L’autre forme de violence est de nature sexuée. Depuis 1994, un gigantesque effort a été accompli en matière de politiques d’égalité entre hommes et femmes. L’Afrique du Sud figure aujourd’hui parmi les pays au monde qui comptent les chiffres les plus élevés de représentation des femmes à divers échelons du gouvernement et du Parlement. Une législation relativement exhaustive institue et protège les droits des femmes. Paradoxalement, l’adoption de ces mesures est allée de pair avec une aggravation des violences sexuelles (viols, diverses formes d’agression) et une crise profonde de la masculinité.

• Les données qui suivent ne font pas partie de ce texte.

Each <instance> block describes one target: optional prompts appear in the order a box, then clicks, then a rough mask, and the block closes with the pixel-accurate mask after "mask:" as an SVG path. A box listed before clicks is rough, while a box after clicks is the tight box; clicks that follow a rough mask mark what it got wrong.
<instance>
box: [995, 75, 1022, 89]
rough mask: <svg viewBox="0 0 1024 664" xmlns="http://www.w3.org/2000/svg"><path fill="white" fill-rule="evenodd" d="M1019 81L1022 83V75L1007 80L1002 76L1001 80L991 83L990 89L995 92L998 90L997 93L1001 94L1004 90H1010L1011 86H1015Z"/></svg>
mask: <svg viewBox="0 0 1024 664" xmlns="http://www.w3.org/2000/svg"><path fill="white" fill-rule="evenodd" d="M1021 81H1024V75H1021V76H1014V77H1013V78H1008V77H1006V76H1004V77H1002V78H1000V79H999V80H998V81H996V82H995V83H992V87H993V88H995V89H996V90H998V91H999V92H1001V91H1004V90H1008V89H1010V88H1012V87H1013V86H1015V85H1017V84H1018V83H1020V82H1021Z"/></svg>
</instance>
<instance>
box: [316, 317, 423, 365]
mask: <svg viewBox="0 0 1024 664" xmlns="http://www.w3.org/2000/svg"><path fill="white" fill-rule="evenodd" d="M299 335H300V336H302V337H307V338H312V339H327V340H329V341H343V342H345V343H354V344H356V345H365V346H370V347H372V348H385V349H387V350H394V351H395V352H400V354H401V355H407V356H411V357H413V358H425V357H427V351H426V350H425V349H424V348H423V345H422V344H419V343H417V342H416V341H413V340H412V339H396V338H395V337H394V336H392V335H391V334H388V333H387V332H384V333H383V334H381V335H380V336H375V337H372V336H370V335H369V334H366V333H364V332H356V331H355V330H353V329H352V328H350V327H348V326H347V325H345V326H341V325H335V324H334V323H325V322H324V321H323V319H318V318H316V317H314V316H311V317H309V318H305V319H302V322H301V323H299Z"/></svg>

Finalement, malgré de réels progrès en matière de cohésion sociale, l’Afrique du Sud reste un pays aux citoyennetés enclavées. Il reste beaucoup à faire pour que la minorité (blanche notamment) développe le sentiment d’une véritable appartenance à la nation en constitution. De même, le chemin est encore long avant que les déshérités d’hier n’aient vraiment le sentiment d’être désormais les maîtres et propriétaires de ce pays. La fragilité de l’expérience est donc réelle. Mais c’est précisément cette fragilité qui rend cette dernière plus captivante encore pour l’esprit.